One of the things I’ve always liked about Punk Rock is that while there are love songs, there are songs about other things. The more hard-core the Punk, the less likely there is to be a love song. It’s awesome. Often, when a Punk band sings about love, it’s not sappy love but something else. The Dead Kennedys’ best love song is “Too Drunk to Fuck.” Sorry, but there it is. Realistic, funny and ironic. 

I’ve been listening to The Pretenders a lot lately, and Chrissie Hynde has a few sappy love songs, but her love songs are mostly not. 

“I wanna do it, do it on the pavement.” That is not sappy.

Anyhoo…. Since I find all this love song stuff de-inspiring, I don’t know what’s up next. I’m not anti-love or bitter on the subject. I congratulate — and have deep respect for —  all of you who found your great love and are busy living happily ever after. That just isn’t my story. 

But why?

The model in front of me growing up wasn’t particularly happy, that’s one thing, probably, then I never wanted kids. I wanted adventure. For a while I thought a boyfriend or husband would also want adventure, and we’d go off into the world adventuring, but that didn’t turn out to be the case. Even the most adventurous men I knew longed for wife and family, the ties that guys like in the movie K2 struggle against.
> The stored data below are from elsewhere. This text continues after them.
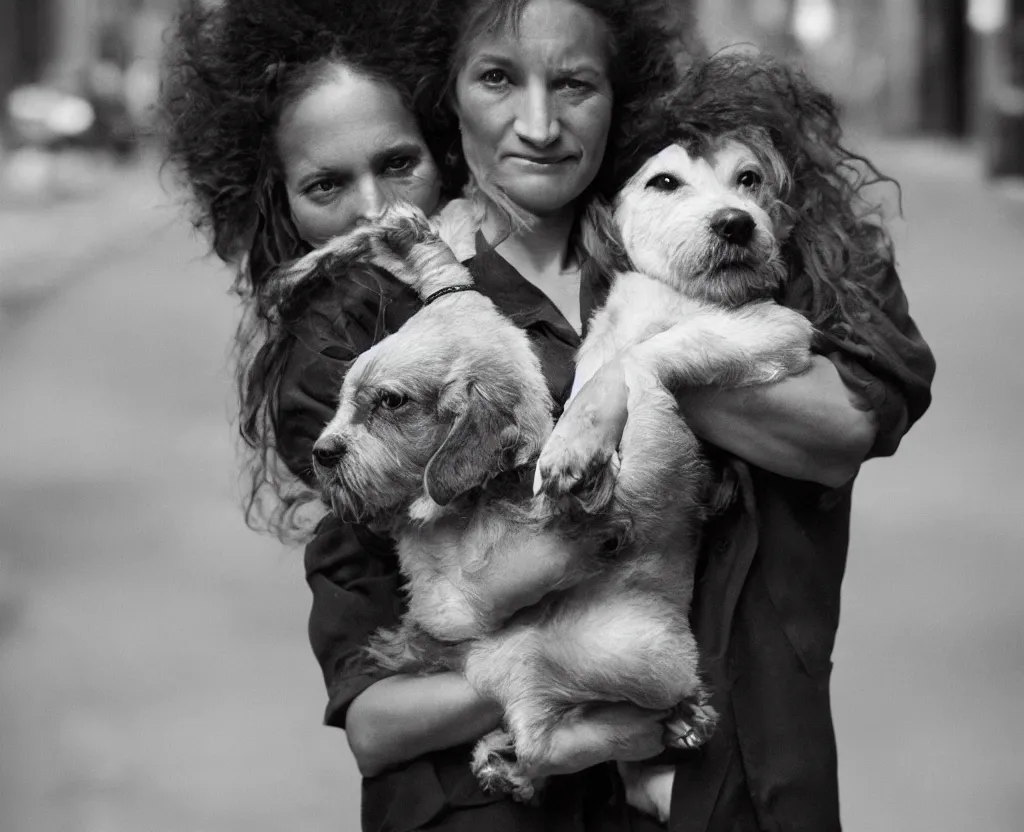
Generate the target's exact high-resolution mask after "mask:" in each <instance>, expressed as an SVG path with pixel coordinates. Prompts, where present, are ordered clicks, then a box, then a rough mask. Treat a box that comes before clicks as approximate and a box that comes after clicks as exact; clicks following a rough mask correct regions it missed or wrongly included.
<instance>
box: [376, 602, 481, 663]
mask: <svg viewBox="0 0 1024 832" xmlns="http://www.w3.org/2000/svg"><path fill="white" fill-rule="evenodd" d="M367 653H368V654H369V655H370V657H371V658H372V659H373V660H374V661H376V662H377V664H379V665H380V666H381V667H383V668H385V669H387V670H392V671H394V672H395V673H427V672H436V671H438V670H460V669H461V668H462V662H463V653H464V650H463V647H462V646H461V644H458V643H445V642H444V641H439V640H438V639H436V638H434V637H433V636H432V635H430V634H429V633H428V632H426V631H425V630H424V629H423V628H422V627H420V626H419V625H418V624H417V623H416V622H415V621H413V620H412V619H411V618H410V615H409V614H408V613H407V615H406V616H403V617H402V620H401V622H400V623H399V624H398V626H397V627H396V628H394V629H388V628H381V629H379V630H377V631H376V632H374V633H373V634H372V635H371V636H370V643H369V644H368V646H367Z"/></svg>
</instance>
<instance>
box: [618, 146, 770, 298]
mask: <svg viewBox="0 0 1024 832" xmlns="http://www.w3.org/2000/svg"><path fill="white" fill-rule="evenodd" d="M788 180H790V177H788V172H787V171H786V168H785V166H784V164H783V163H782V160H781V158H780V157H779V155H778V154H777V153H776V152H775V150H774V148H773V147H772V143H771V140H770V138H769V137H768V134H767V133H766V132H764V131H762V130H759V129H756V128H751V129H740V130H734V131H731V132H729V133H725V134H723V135H721V136H716V137H714V138H710V137H707V136H703V135H700V134H696V133H694V135H693V136H692V137H690V138H688V139H687V140H680V141H677V142H675V143H673V144H670V145H669V147H667V148H665V149H664V150H663V151H660V152H659V153H657V154H655V155H654V156H653V157H651V158H650V159H648V160H647V161H646V162H645V163H644V164H643V165H642V166H641V167H640V169H639V170H638V171H637V172H636V173H635V174H634V175H633V176H631V177H630V179H629V180H628V181H627V182H626V185H625V186H624V188H623V189H622V191H621V192H620V193H618V195H617V196H616V197H615V200H614V203H613V207H612V211H611V215H610V219H611V221H612V222H613V224H614V226H615V231H616V232H617V234H618V239H620V240H621V242H622V247H623V252H624V253H625V254H626V256H627V257H628V258H629V260H630V262H631V263H632V265H633V267H635V268H636V269H638V271H640V272H643V273H644V274H646V275H649V276H650V277H652V278H657V279H658V280H662V281H664V282H666V283H668V284H670V285H672V286H675V287H676V288H678V289H679V290H680V291H682V292H684V293H685V294H687V295H690V296H692V297H696V298H699V299H703V300H709V301H712V302H715V303H724V304H727V305H730V306H732V305H739V304H741V303H745V302H748V301H750V300H753V299H755V298H759V297H768V296H771V295H772V294H773V293H774V292H775V291H776V290H777V289H778V288H779V286H780V285H781V283H782V281H783V280H784V278H785V268H784V265H783V262H782V258H781V256H780V250H781V243H782V241H783V240H784V239H785V236H786V234H787V233H788V230H790V223H788V221H787V219H786V209H785V205H784V202H783V198H784V195H785V193H786V191H787V189H788Z"/></svg>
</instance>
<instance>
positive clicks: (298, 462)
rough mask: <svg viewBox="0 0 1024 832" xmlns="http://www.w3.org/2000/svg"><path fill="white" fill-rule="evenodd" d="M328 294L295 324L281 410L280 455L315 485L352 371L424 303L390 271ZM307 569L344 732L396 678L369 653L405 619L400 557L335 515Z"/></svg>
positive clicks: (339, 725) (312, 647)
mask: <svg viewBox="0 0 1024 832" xmlns="http://www.w3.org/2000/svg"><path fill="white" fill-rule="evenodd" d="M327 289H328V291H327V292H325V294H324V295H323V296H321V297H316V298H314V299H313V301H312V302H310V304H309V305H307V306H306V307H305V308H304V310H303V314H302V316H301V317H300V318H297V319H296V320H295V321H294V322H292V324H291V325H290V327H289V336H290V338H291V343H290V345H289V349H288V351H287V356H286V358H285V361H284V366H283V368H282V371H281V378H280V382H279V385H278V390H276V402H275V405H276V407H275V411H274V436H275V442H276V449H275V450H276V452H278V454H279V456H280V457H281V458H282V460H283V461H284V463H285V464H286V465H287V466H288V467H289V468H290V469H291V471H292V472H293V473H294V474H296V475H297V476H299V477H300V479H302V480H303V482H305V483H306V485H308V486H310V487H313V488H314V487H315V481H314V476H313V471H312V465H311V453H312V446H313V443H314V442H315V441H316V439H317V436H318V435H319V434H321V431H323V429H324V427H325V426H326V425H327V423H328V422H329V421H330V419H331V418H332V416H333V415H334V412H335V410H336V409H337V406H338V394H339V391H340V389H341V384H342V381H343V380H344V377H345V373H346V372H347V371H348V369H349V368H350V367H351V365H352V362H353V361H355V359H356V358H357V357H358V356H359V353H360V352H362V351H365V350H366V349H369V348H370V346H372V345H373V344H374V343H375V342H376V341H378V340H380V339H381V338H383V337H384V336H385V335H387V334H388V333H389V332H393V331H395V330H396V329H397V328H398V327H400V326H401V324H403V323H404V322H406V321H407V320H408V319H409V317H410V316H411V315H412V314H413V313H414V311H415V310H416V308H418V306H419V301H418V298H417V297H416V295H415V294H413V293H412V290H410V289H408V287H404V286H403V285H401V284H398V283H397V281H394V279H393V278H390V276H387V275H386V274H384V273H381V274H379V275H377V274H370V273H367V274H360V275H357V276H353V275H349V276H346V278H345V279H344V281H339V282H337V283H336V284H334V285H331V286H329V287H327ZM305 570H306V580H307V583H308V585H309V588H310V590H311V592H312V608H311V610H310V614H309V640H310V643H311V646H312V649H313V654H314V655H315V657H316V659H317V661H318V662H319V665H321V669H322V671H323V673H324V681H325V683H326V685H327V691H328V706H327V713H326V716H325V721H326V722H327V723H328V724H332V725H337V726H339V727H344V725H345V718H346V715H347V713H348V706H349V705H350V704H351V702H352V700H353V699H354V698H355V697H356V696H358V694H360V693H361V692H362V691H364V690H366V689H367V688H368V687H369V685H371V684H373V683H374V682H375V681H377V680H378V679H380V678H383V677H384V676H386V675H389V674H388V673H387V672H386V671H383V670H381V669H380V668H379V667H377V665H376V664H375V663H374V662H373V661H372V660H371V659H370V658H369V657H368V656H367V654H366V651H365V647H366V644H367V641H368V638H369V636H370V634H371V633H373V632H374V631H375V630H376V629H377V628H379V627H384V626H390V625H393V624H395V623H396V622H397V620H398V617H399V615H400V611H401V593H400V591H399V573H398V565H397V558H396V556H395V552H394V547H393V544H392V542H391V541H390V540H385V539H383V538H380V537H378V536H376V535H374V534H372V533H371V532H370V531H369V530H368V529H367V528H365V527H362V526H358V525H355V524H351V523H345V522H342V521H340V519H338V518H336V517H333V516H329V517H327V518H325V519H324V521H323V522H322V523H321V525H319V527H318V528H317V530H316V532H315V536H314V538H313V540H312V541H311V542H310V543H309V544H308V545H307V547H306V550H305Z"/></svg>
Except one. He wanted adventure more than wife and family, and I think his romantic life has gone pretty much like mine. There is a kind of love between us, maybe a shared love of mountains, adventure and words, mutual esteem. Anyway, I treasure it, maybe partly because it’s love that doesn’t show up in love songs. 

In any case, I wonder what the protagonist will do so that I can write his story? I see him influenced by Goliard love songs, in a moment of heated passion impregnating a girl, then facing the betrayal of romance, thrown out of his monastery, sent wandering over the Alps to teach Martin to paint and then in his own Paul on the Road to Damascus moment realizing there is no better lover than art and returning to the monastery, seeing it as his best bet for a life as an artist. Maybe he’ll go that way.